If you use RememberMe feature in symfony's security, you have to set secure option in security.y(a)ml file.

security:
    firewalls:
        main:
            remember_me:
                secure: true

Prefixes

They are not well known, but supported by all browsers except those of Microsoft. With prefixes, it's possible to force the browser to not accept a cookie if it's misconfigured. There are two prefixes "__Secure-" and "__Host-".
__Secure- forces the developer to add the secure flag to his cookie, otherwise it will be ignored by the browser.

setcookie('__Secure-user_id', 10, 0, '/', 'orion.dev', true);

__Host- is more restrictive, cookie must have the secure flag but also path to root and blank domain.

setcookie('__Host-user_id', 10, 0, '/', '', true);

You do not see what these prefixes can be used for? Consider them as extra security that will allow you to be alerted (a bug can be an alert!) If you make a mistake in configuring your cookies.

In Symfony, you need to change session name in config.y(a)ml file to add the prefix.

framework:
    session:
        cookie_httponly: true
        cookie_secure: true
        name: __Secure-sessid
 

Once again, if you use RememberMe feature, you need to change cookie name in security.y(a)ml file.

security:
    firewalls:
        main:
            remember_me:
                name: __Secure-REMEMBERME
                secure: true
 

Option SameSite

This option is also very interesting, it allows to limit (not prevent) CSRF attacks because it tells browsers not to send the cookie if the source query was not made from the site. To put it simply, if I put a Github link here and you click it, the cookie that allows you to get authenticated on github will not be sent.
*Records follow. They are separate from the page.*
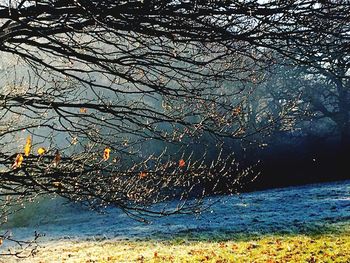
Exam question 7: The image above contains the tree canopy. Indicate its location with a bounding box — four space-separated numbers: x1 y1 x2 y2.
0 0 350 256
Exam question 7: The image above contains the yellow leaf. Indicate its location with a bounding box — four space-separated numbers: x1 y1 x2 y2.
12 153 23 168
103 147 111 161
52 182 62 187
53 150 61 167
179 159 186 167
24 136 32 156
38 147 46 155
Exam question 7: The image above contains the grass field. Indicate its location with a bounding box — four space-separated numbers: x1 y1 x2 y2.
17 229 350 263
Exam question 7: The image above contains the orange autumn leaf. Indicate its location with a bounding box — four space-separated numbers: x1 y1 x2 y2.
139 172 147 179
179 159 186 167
38 147 46 155
103 147 111 161
53 150 61 167
52 182 62 188
12 153 24 168
24 136 32 156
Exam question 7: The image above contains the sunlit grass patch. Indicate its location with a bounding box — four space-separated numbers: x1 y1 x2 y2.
19 230 350 262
You think it's not user friendly, but if I replace Github with your bank, what do you think?
There are 2 options: lax and strict. As the name suggests "strict" is the most restrictive option. On the other hand "lax" will leave the cookie if the HTTP request is of type GET.
Browsers have a good support of this feature, only Safari is late, but support is planed for next version (mobil & desktop), But Opera has no plan for this feature yet. About PHP, support will be added in next version PHP 7.3

While waiting to migrate on this new version, to take advantage of the support of SameSite, it is necessary to send the cookie via the headers http.

<?php 
header('Set-Cookie: __Secure-REMEMBERME=5sdf4d65f4; Path=/; Secure; Samesite=lax');

In Symfony, SameSite option will be supported for RememberMe cookie in next version 4.2.

security:
    firewalls:
        main:
            remember_me:
                name: __SECURE-REMEMBERME
                secure: true
                samesite: lax
 


If you want to check your cookie config and security of your website, I recommend you Mozilla observatory.